Atualmente, a alternativa aos drones interceptadores costuma ser soldados com metralhadoras montadas em caminhões, uma solução de baixa tecnologia com baixa taxa de sucesso, que se agrava quando os alvos voam em altitudes mais elevadas. Kiev também utiliza sua pequena frota de caças F-16, doados por aliados da Otan, para abater drones. A Ucrânia já sofreu mais de 20 mil ataques de drones de longa distância nos mais de três anos de combates.
A tecnologia russa também não está parada, de acordo com Carl Larson, diretor executivo da Defense Tech for Ukraine, um grupo internacional de voluntários que fornece equipamentos para a Ucrânia.
Os drones russos de asa fixa agora são frequentemente equipados com câmeras traseiras e programados para realizar manobras evasivas caso avistem um drone tentando interceptá-los, disse Larson em uma entrevista.
— É imensamente dispendioso, ineficiente e, francamente, difícil atingir fisicamente um drone com outro drone — disse ele.
A Ucrânia está desenvolvendo drones de asa fixa que podem atingir aeronaves russas, além de outros drones que carregam espingardas sem recuo para abater aeronaves inimigas, disse Larson.
A Skyfall, uma das maiores produtoras de drones da Ucrânia, está aprimorando seu popular modelo de visão em primeira pessoa para interceptar UAVs, de acordo com um porta-voz da empresa que pediu para não ser identificado devido a questões de segurança.

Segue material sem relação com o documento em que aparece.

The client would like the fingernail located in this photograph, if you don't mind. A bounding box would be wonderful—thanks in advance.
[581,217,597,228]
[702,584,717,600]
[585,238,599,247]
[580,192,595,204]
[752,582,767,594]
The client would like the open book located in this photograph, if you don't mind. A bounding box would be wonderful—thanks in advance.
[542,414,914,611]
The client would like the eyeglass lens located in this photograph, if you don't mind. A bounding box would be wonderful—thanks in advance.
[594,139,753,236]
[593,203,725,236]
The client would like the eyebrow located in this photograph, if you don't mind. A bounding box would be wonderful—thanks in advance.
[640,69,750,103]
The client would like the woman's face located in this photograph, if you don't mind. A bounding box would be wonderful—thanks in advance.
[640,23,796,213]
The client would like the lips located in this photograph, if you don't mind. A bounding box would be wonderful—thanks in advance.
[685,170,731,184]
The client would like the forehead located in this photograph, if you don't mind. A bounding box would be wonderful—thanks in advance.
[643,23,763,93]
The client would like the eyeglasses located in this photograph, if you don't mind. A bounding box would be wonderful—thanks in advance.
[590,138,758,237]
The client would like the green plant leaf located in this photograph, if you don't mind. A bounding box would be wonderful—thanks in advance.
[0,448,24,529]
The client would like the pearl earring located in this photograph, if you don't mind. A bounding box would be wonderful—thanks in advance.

Drones FPV, como os usados para atingir os bombardeiros estratégicos russos, tornaram-se uma arma essencial para ambos os lados da guerra. Eles podem voar a velocidades de até 160 km/h com pequenas cargas explosivas.
Esses drones já causaram uma reformulação radical de como a frente é organizada, forçando os soldados a evitar se concentrar em grupos e a empurrar veículos e outros equipamentos muito mais para trás das trincheiras para evitar serem atingidos.
Como os FPVs são cada vez mais usados para atingir outros objetos voadores, eles também podem mudar os céus.